Вдохнув, она Люмосом осветила пустой коридор. Спину жгло от пульсирующей боли, Гермионе стало труднее дышать, словно она втягивала воздух через соломинку. Она услышала быстрые шаги Малфоя за спиной, шлейка от сумки натянулась на шее, когда он в нее полез.
Она тяжело задышала, и слюна забурлила в горле, когда Малфой поднял ее рубашку на спине.
— Черт.
Значит, все плохо. Значит выглядит так же плохо, как и ощущается.

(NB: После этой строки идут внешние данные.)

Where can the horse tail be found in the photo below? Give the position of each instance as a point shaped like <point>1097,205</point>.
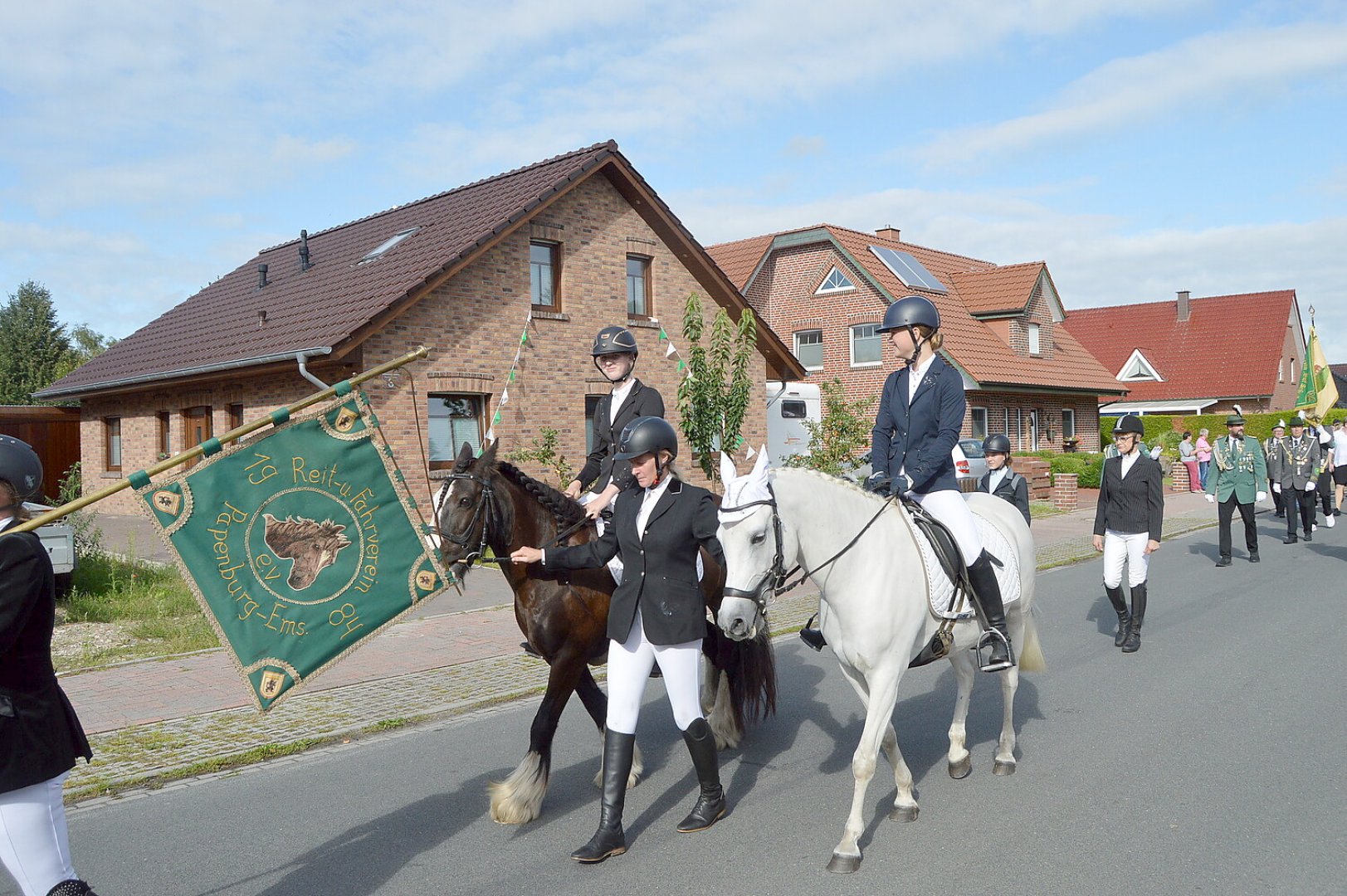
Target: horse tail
<point>1031,652</point>
<point>749,669</point>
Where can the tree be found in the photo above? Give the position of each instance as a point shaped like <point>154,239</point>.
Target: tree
<point>32,343</point>
<point>715,395</point>
<point>842,433</point>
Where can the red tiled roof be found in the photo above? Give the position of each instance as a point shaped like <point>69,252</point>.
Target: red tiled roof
<point>973,345</point>
<point>1222,349</point>
<point>333,304</point>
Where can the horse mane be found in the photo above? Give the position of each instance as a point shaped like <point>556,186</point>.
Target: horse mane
<point>564,509</point>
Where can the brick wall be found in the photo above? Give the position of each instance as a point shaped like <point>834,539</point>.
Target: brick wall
<point>471,324</point>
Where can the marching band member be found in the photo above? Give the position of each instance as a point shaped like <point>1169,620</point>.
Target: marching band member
<point>656,616</point>
<point>1128,522</point>
<point>39,733</point>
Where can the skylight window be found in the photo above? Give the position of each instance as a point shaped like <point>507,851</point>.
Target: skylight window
<point>387,244</point>
<point>834,282</point>
<point>907,269</point>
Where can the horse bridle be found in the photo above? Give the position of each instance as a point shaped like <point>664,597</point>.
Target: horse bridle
<point>775,578</point>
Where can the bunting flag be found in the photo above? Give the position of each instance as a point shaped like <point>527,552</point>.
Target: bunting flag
<point>298,546</point>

Гермиона услышала, как откупоривается бутылка с бадьяном, и сжала зубы и кулаки, но Малфой замер за ее спиной.
— Что?
— Сначала мне нужно остановить кровь, или она просто вытеснит бадьян из…
— Сунь внутрь.
— Что?
— Это же проколы? Сунь внутрь. Пипетку, сунь…
— Я не буду засовывать…
— Я не могу дышать, просто сунь внутрь!
Она услышала, как Малфой клацнул зубами, но когда попыталась выпрямиться, он снова наклонил ее вперед. Она очень сильно сжала зубы, опасаясь, что они сломаются, но крик все же вырвался из ее нутра, когда пипетка вошла в рану.
— Твою ж мать, ты же сказала мне это сделать!
Гермиона не могла нормально дышать, поскольку получалось сосредоточиться только на одном участке, наполненном агонией. Она наклонилась вперед, пока лоб не коснулся холодного камня, и прерывисто задышала. Снова и снова, пока не смогла сделать полноценные вдохи, а ноющая боль в груди не исчезла.